Duru’nun bu çalışmada tahlil edilecek yönü öykü yazarlığıdır. Fakat çok sayıda öykü kitabı olduğu için yazarın eserleri bir tasnife tabii tutularak ele alınacaktır. Bu noktada çalışmanın Duru’nun ilk iki kitabındaki öykülere odaklı olduğu belirtilmelidir. Bunlardan ilki, 1959 yılında yayımlanan Bırakılmış Biri başlıklı kitaptır. İkincisi ise 1962’de basılan

Denge Uzmanı başlıklı eserdir. Duru, bu kitaplardaki öykülerinde, daima,

dünyaya ve yaşama karşı problemli bir bakış tarzları olan kahramanlar kurgular. Aynı şekilde bu kahramanların kendi varlıklarına ve topluma yönelik dikkatleri de problemlidir.

Çalışmada bu kahramanlar aracılığı ile Orhan Duru’nun insan’a yaklaşım biçimi ele alınacaktır. Bunun bir sonraki adımı, toplum kavramını hatırlattığı için de Duru’nun toplum algısı, çalışmanın ikinci ayağını oluşturacaktır. Varılan neticeler, Duru’nun, insan ve toplum algısının Varoluşçu felsefeden beslendiğini gösterdiği için, çalışmada, bahsi geçen felsefenin öykülere yansıma biçimi de tahlil edilecektir. Anahtar Kelimeler: Orhan Duru, öykü, birey, toplum, Varoluşçuluk

(2)

INDIVIDUAL and SOCIETY IN THE FIRST TWO SHORT STORY BY ORHAN DURU

Abstract

Though Orhan Duru’s history of writing is mainly based on short story genre between the years 1953 and 2008, he is known for other kinds of engagement as well. Being interested in literary genres such as poetry and drama, Duru maintained a connection with media until the end of his life. He was also a translator.

This study seeks to deal with Duru’s short story writing. However, his works will be categorized as he has many short stories. Hence, this study covers only the stories in his first two books. The first of these is

Bırakılmış Biri published in 1959. The latter is Denge Uzmanı published

in 1962. In these stories, Duru always fictionalizes heroes with a problematic perspective towards the world and the life itself. Similarly, these people’s attention towards their own existence and society is problematic as well.
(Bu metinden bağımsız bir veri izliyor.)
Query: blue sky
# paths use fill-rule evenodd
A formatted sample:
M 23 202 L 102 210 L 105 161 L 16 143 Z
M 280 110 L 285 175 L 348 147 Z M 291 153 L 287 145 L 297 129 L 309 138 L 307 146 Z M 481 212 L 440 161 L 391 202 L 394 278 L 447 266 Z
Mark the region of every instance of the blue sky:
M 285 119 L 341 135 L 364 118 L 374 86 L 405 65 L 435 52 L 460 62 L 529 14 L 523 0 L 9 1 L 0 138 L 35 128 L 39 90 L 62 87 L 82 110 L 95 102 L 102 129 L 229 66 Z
Via these characters, this study intends to deal with Orhan Duru’s approach towards human being. As this reminds the concept of society, the next step of the study is Duru’s perception of society. This study scrutinizes existentialism as reflected in the stories because Duru’s perception of humans and society seems to rely on existentialism.

Key Words: Orhan Duru, story, individual, society, existentialism

Giriş

Orhan Duru, 18 Aralık 1933’te İstanbul’da doğar. Yazarın çocukluk ve ilk gençlik yılları II. Dünya Savaşı gölgesinde şekillenir. Liseye başladığı yıl annesini kaybeden Duru, liseyi yatılı olarak Afyon’da okur. Bu yıllarda Duru; Voltaire, Çehov, Dostoyevski okur. Duru aynı dönemde Garip neslinin Türk şiirinin kalıplarını kırma çabalarını da takip eder, şiir denemeleri yapar. (Beytimur, 2012: 2-3)

Orhan Duru, 1951 yılında Ankara Üniversitesi Veteriner Fakültesine kaydolur. Şiirle bağını koparan Duru, 1953 yılında ilk öyküsü Kadın ve İçki yayımlandıktan sonra, öyküye yönelir. Bu yıllar, Orhan Duru’nun, edebiyat ve sanat ortamlarına girip çıktığı, Türk edebiyatının dün ve bugününü ülkenin önemli edebiyatçıları ile değerlendirdiği yıllardır. Yazarın dost arkadaş çevresinde; Nezihe Meriç’ten Attilâ İlhan’a, Vedat Günyol’dan Muzaffer Erdost’a, İlhan Berk’ten Ece Ayhan’a, birçok farklı ve aynı zamanda ortak ilgileri bulunan isim vardır. Bütün bu isim ve tartışmaların, Duru’nun yazma arzu ve serüvenine etkisi büyük olsa gerektir. Nitekim öyküleri, çeşitli dergilerde yayımlanmaya başlamıştır. (Beytimur, 2012: 4)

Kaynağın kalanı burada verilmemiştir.